For lower-level components (PRScorer, CrossPRAnalyzer, etc.), see:
from codegraph.pr_analysis import GitHubClient, GraphAnalyzer, PRScorer, CrossPRAnalyzer
gh = GitHubClient(repo='owner/repo')
scorer = PRScorer(GraphAnalyzer(cs, repo_dir), repo_dir, gh)
result = scorer.analyze(gh.pr_to_entry(pr), output_dir='/tmp') # risk_score, risk_level, peak_blast...
cross = CrossPRAnalyzer(cs, repo_dir, gh)
cross.prepare(pr_ids) # index PR nodes into graph
cross.connected_components() # {root: [pr_ids]} — detects conflicts
cross.update_pr_labels(assignments) # persist labels to graph DB
# Load PR results from graph DB (no GitHub API needed)
all_results, components = cross.load_from_graph()
# Build and apply labels from analysis results
from codegraph.pr_labeler import build_label_assignments, apply_labels
assignments = build_label_assignments(all_results, components)
apply_labels(assignments, repo='owner/repo', create_labels=True)
For detailed workflows, Cypher patterns, and CrossPRAnalyzer query dimensions, see pr-analysis.md.
Risk levels: CRITICAL (≥12), HIGH (≥7), MEDIUM (≥3), LOW (<3), UNKNOWN (when --skip-single-pr). Key signals: blast_radius (3.0×), no_test_coverage (2.0×), interface_change (2.5×), dead_code (1.5×).

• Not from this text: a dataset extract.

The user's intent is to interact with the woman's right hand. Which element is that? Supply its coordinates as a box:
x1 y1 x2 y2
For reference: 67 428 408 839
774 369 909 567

After running codegraph pr-review prepare, run codegraph pr-review label to apply category labels to GitHub PRs and post conflict comments:
# Apply labels and post conflict comments:
codegraph pr-review label --db .codegraph
# Preview without making API calls:
codegraph pr-review label --db .codegraph --dry-run
The label subcommand reads PR labels from the graph DB (pr.label column) — no re-analysis needed. For conflicting PRs (labelled conflicting-group-N), it also posts a comment on the GitHub PR listing shared functions and other conflicting PRs.
Labels are computed during prepare from the analysis results (connected components + risk scores) and persisted to PR nodes in the graph DB (pr.label column, semicolon-delimited).
Label scheme:
| Category | Label | Color |
|----------|-------|-------|
| Auto-merge Candidates (Part 1) | auto-merge-candidate | Green |
| Independent Review (Part 2) | independent-review | Yellow |
| Conflicting Group N (Part 3) | conflicting-group-N | Red/Orange/Blue |
| Any conflicting PR (Part 3) | conflicting-pr | Red |
PR-specific follow-up questions are automatically included in codegraph explore when PR nodes exist in the graph DB (i.e., after codegraph pr-review prepare). PR exploration is a question template set integrated into explore. To query a specific PR's details (conflicts, changed functions), use the PRReview Python API.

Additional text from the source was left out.